Soldier remembered as mentor in Guard
Darren Linde attained the rank of sergeant first class in the North Dakota National Guard, but he also earned the important titles of “Grandpa” and “Papa Bear.”By: By Christopher Bjorke, Forum Communications, The Jamestown Sun
Darren Linde attained the rank of sergeant first class in the North Dakota National Guard, but he also earned the important titles of “Grandpa” and “Papa Bear.”
“Those are terms of endearment that he did not take lightly,” said 1st Sgt. Kurt Schwind, an instructor with Linde at the Camp Grafton Training Center near Devils Lake. “Not everyone gets a nickname.”
A 41-year-old father of four, Linde got his nicknames for being older than most of the soldiers he served with and trained, but also for putting his safety after that of his comrades.

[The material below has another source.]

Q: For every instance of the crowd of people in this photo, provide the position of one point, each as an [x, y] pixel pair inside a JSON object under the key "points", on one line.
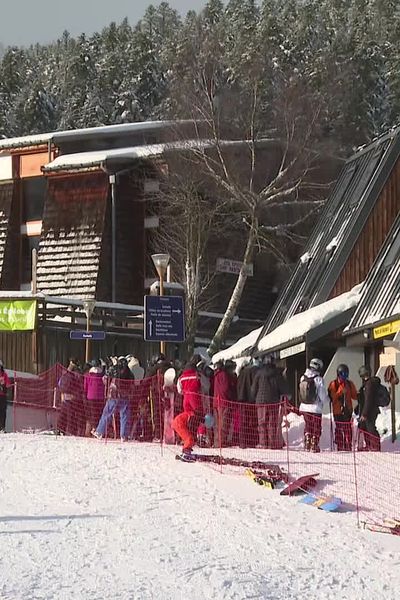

“Sgt. Linde would think of himself last,” Schwind said. “It’s a very rare thing to be as selfless as Sgt. Linde.”
Linde died Dec. 3 when a roadside bomb struck his vehicle. Spc. Tyler J. Orgaard, 20, of Bismarck, was also killed, and Spc. Ian Placek, 23, also of Bismarck, was wounded.
Guard members remembered Linde for his qualities as a soldier and his traits as a mentor, but the news of the North Dakota Guard’s first casualties since 2006 also reminds the public that soldiers are still in dangerous war zones.
Mentor
Sgt. Heather Barta of Bismarck had Linde as her squad leader when she was deployed in Iraq in 2007 as a new member of the National Guard, and appreciated an older comrade willing to help younger soldiers adjust to their mission.
“I feel like he took a chance with me and had faith in me when I was feeling short,” said Barta, who last saw him at a Guard send-off in Bismarck in April.
Many saw him as a mentor in a platoon in which the average age was about 20.
“They’re definitely missing him. A lot of the younger soldiers looked up to him,” she said of the Guard members who knew Linde.
Barta also remembers Linde as a fun character who always tried to lighten the mood and someone who always talked about his kids and missed home “just like anyone else.”
Linde’s teenage daughter Alexis Fleener can be seen singing a tribute to her father’s military service four months ago in a YouTube recording that has picked up many page views and sympathetic comments since Tuesday.
“What would we be without a man like you?” she sings in the online video.
Dangerous job
The deaths of Linde and Orgaard remind the public of the military’s work in Afghanistan as the strategy in the war has shifted toward exit planning, other Guard members said.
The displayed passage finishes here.